How much of the past can be left in the past, and when does its long fingers reach into our present day lives? What is justice and reckoning, and when should matters be taken into our own hands versus being left up to the courts? Keenan Powell’s latest, Hell and High Water, deals with these questions and more in the latest installment of Maeve Malloy’s story.
Maeve is seeking a new start. Her legal license was suspended when her alcoholism caused her to miss part of a case, and it soured her taste for law. She’s headed to a remote Alaskan resort on Fox Island to take a job as kitchen help for the summer while she recalibrates her life. She is unprepared for what awaits her there.
The lodge is comprised of a middle-aged married couple who run the whole place themselves, plus an office manager with an attitude. Other guests are 2 nuns (which gives Maeve flashbacks to her childhood), an ex-priest who is there as a wildflower expert, and another couple on vacation. But it soon becomes apparent there’s more to these guests than they’re admitting.

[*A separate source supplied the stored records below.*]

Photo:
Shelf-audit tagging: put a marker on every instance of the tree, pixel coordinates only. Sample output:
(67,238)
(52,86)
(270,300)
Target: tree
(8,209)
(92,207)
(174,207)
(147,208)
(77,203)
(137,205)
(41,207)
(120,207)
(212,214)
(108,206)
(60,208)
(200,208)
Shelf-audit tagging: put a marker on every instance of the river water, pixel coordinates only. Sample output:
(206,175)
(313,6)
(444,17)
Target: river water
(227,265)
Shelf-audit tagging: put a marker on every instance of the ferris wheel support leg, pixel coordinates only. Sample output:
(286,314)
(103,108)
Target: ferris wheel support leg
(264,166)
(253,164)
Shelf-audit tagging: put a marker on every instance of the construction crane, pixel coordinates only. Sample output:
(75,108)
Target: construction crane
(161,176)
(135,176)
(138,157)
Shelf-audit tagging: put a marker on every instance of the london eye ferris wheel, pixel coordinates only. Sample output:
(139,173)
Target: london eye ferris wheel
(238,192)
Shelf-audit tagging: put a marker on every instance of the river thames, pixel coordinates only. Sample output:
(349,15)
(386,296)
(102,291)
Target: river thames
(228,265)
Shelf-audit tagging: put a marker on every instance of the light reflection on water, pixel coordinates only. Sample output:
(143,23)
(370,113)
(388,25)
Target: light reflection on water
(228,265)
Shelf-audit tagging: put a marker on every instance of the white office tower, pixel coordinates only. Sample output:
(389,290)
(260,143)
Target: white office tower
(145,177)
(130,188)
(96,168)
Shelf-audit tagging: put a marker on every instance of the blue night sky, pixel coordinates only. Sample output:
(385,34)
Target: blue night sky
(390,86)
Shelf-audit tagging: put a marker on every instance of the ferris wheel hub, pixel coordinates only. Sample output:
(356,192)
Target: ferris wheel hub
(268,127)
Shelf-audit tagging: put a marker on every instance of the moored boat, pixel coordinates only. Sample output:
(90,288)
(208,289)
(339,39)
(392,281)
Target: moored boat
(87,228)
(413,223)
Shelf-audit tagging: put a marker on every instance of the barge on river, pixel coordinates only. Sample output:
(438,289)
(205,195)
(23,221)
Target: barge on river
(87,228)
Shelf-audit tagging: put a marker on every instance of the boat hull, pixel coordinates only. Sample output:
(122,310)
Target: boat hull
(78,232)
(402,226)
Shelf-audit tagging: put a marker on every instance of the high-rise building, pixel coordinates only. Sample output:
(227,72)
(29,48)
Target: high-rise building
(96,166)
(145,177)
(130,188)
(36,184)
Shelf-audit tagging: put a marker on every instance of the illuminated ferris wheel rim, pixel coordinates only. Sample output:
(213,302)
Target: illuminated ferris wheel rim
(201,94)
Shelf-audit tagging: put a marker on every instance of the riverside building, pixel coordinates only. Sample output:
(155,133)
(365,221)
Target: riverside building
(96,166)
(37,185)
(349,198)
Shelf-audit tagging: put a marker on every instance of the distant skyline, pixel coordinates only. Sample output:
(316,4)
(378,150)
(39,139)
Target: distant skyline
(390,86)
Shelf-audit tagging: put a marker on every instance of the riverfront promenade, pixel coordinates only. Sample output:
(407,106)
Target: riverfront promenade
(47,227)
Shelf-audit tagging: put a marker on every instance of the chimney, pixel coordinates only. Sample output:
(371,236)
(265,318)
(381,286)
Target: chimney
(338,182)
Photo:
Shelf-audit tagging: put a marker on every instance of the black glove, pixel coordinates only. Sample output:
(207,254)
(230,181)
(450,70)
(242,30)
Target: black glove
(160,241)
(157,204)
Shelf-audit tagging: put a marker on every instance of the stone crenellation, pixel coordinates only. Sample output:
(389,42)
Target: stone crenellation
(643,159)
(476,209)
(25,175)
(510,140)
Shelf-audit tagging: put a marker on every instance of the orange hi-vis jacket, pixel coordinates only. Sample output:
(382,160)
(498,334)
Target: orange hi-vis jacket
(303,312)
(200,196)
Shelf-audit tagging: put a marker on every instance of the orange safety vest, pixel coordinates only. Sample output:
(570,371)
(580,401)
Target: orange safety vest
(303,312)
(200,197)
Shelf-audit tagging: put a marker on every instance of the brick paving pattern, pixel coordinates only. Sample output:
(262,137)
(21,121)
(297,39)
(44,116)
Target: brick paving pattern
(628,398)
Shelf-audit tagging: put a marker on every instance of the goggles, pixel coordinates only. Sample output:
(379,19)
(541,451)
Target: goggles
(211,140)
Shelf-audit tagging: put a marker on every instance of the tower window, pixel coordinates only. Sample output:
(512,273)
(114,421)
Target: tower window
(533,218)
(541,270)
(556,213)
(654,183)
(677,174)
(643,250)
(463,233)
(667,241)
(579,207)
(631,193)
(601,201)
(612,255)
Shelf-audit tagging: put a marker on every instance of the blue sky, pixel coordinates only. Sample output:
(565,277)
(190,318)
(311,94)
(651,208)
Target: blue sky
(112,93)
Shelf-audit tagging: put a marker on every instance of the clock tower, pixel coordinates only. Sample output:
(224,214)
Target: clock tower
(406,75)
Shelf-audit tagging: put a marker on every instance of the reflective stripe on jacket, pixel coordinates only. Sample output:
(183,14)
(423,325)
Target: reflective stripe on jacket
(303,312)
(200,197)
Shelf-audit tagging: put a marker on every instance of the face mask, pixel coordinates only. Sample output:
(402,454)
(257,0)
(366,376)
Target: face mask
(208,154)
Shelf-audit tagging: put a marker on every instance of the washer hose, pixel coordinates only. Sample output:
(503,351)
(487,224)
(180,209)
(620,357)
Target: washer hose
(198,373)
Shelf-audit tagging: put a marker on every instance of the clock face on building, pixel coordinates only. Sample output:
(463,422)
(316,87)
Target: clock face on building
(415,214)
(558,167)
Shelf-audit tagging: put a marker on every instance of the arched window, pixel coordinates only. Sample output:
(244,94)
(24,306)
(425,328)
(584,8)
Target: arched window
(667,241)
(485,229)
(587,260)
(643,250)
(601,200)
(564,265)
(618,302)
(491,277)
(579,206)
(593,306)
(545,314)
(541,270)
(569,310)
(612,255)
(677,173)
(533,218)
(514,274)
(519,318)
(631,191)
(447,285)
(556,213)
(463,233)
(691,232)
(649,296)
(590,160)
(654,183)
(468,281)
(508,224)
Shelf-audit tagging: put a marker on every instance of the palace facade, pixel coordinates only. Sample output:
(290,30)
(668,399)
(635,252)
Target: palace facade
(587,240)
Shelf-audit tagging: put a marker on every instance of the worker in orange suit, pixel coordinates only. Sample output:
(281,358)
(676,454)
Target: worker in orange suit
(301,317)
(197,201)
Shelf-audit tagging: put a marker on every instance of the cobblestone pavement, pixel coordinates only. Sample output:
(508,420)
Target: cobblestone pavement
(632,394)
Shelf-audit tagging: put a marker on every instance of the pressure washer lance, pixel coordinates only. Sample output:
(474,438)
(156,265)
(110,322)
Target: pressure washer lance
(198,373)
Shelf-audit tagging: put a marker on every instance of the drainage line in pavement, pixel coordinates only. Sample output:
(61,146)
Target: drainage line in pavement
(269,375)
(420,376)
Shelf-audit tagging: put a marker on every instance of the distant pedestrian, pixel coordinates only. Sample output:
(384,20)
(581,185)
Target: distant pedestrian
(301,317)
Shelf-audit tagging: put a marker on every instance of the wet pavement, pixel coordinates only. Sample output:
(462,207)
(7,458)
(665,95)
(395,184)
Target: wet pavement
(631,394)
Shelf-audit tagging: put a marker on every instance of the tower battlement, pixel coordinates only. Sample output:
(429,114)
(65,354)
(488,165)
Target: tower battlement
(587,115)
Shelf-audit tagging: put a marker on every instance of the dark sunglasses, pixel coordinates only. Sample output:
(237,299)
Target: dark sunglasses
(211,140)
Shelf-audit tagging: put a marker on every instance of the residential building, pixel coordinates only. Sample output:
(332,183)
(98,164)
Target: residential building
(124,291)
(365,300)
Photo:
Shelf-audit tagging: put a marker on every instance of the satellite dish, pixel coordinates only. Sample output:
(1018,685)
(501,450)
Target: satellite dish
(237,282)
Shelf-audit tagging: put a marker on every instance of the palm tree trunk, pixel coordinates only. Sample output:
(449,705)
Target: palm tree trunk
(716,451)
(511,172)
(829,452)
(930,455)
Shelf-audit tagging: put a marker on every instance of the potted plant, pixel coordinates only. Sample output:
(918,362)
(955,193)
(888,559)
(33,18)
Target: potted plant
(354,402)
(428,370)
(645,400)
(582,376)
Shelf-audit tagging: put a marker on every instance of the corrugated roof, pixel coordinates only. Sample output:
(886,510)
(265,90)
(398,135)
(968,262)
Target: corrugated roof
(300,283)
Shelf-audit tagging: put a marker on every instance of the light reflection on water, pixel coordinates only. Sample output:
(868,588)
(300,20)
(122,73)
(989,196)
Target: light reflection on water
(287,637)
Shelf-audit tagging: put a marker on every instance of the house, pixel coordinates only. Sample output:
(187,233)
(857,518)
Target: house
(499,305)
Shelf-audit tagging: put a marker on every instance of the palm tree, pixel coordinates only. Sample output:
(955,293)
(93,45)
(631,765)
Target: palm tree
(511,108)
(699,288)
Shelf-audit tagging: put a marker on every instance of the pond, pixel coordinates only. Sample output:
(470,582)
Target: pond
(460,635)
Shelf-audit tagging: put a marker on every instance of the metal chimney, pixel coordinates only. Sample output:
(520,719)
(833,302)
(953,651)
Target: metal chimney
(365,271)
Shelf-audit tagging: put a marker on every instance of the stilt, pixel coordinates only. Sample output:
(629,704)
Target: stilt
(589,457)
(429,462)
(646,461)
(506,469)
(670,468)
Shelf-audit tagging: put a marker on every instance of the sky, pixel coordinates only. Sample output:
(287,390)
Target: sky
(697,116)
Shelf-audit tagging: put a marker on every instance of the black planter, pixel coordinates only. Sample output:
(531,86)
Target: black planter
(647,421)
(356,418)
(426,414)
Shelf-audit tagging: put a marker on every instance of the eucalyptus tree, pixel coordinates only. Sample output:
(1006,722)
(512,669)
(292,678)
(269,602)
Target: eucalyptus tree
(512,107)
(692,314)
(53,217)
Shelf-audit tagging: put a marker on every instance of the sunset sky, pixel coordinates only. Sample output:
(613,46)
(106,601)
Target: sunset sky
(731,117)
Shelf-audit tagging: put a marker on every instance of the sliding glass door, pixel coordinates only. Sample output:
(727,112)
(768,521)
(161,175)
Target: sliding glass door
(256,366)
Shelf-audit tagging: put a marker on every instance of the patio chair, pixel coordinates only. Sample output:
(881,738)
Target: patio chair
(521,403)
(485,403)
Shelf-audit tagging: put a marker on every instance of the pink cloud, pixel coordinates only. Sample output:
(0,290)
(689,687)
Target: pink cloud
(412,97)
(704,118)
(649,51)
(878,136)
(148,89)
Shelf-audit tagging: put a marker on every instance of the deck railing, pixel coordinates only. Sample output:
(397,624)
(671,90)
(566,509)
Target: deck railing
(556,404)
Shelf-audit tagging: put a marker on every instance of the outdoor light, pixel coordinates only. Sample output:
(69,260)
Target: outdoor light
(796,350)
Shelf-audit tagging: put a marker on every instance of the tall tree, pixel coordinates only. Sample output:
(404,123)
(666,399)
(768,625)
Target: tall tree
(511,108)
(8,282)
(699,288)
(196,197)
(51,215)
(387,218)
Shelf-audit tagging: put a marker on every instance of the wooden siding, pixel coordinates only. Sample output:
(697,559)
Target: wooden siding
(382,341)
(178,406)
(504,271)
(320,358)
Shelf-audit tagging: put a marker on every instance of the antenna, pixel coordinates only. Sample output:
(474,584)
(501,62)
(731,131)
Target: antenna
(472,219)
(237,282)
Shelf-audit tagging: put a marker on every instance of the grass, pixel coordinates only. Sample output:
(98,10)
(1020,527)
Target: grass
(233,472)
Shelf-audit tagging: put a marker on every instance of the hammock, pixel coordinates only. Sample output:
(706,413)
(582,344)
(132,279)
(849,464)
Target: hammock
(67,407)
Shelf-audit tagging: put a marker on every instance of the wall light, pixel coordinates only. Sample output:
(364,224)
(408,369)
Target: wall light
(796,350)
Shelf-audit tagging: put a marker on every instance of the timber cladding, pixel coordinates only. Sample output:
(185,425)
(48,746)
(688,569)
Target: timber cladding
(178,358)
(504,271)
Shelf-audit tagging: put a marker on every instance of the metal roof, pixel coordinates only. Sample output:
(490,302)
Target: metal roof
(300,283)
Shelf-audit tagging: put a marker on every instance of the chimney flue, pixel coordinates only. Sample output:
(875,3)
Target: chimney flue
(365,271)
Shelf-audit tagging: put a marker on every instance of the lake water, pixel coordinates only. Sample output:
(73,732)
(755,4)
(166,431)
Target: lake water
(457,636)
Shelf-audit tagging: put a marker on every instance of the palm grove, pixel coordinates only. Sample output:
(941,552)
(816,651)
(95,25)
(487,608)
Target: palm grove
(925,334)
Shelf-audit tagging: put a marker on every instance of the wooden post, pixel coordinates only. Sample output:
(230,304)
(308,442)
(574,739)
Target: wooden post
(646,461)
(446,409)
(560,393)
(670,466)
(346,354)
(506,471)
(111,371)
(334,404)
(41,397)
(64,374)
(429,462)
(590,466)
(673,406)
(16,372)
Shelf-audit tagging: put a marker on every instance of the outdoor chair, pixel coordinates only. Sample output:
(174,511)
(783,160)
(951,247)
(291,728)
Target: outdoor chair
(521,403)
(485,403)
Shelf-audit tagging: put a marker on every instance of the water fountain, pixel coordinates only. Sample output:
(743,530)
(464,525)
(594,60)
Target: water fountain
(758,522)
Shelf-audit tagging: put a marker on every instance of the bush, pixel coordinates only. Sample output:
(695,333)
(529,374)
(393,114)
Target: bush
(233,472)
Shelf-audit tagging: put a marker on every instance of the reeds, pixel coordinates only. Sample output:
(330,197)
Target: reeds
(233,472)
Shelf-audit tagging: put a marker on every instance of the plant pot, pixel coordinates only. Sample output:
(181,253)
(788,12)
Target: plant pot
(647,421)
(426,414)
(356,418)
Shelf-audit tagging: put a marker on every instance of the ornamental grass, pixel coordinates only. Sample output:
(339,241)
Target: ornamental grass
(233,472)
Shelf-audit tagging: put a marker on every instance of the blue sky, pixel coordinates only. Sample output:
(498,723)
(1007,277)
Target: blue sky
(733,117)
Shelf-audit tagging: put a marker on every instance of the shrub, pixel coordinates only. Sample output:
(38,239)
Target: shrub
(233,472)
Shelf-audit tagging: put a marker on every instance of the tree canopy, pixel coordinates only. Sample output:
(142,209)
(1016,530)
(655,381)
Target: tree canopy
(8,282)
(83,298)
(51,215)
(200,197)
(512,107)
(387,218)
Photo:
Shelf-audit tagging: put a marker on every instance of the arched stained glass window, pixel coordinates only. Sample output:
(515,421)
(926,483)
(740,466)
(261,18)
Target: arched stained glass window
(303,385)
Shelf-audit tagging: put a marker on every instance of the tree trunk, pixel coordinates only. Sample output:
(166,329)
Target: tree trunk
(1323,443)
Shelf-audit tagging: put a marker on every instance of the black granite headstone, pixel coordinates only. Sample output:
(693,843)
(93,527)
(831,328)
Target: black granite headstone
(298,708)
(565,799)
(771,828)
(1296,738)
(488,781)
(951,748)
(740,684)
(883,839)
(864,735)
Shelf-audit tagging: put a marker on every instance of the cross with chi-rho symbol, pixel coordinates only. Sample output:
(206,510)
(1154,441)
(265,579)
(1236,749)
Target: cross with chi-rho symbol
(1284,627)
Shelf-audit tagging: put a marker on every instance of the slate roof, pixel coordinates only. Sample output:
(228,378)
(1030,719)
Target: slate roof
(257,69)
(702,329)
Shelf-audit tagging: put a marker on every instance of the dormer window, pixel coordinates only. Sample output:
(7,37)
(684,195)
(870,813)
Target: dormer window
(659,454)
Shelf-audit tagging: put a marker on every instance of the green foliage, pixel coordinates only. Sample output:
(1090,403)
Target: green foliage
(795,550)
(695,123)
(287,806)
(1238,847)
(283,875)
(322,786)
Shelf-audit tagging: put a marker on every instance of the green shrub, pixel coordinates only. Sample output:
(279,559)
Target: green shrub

Between an illegal grow operation operating cross-state, a rampaging bear, a generator that only works occasionally, and a raging hurricane that has cut off the island from the outside world, it’s going to be up to Maeve to figure out who is hiding deadly secrets, and who they are hiding them from.
Hell and High Water is a good read, a sort of combo closed-room mystery and adventure story. The characters pull you in, as the author deftly deals with bigger questions of human existence, illustrated in the lives of one particular family. It’s well done, and I’m going to look for the first two books in the series.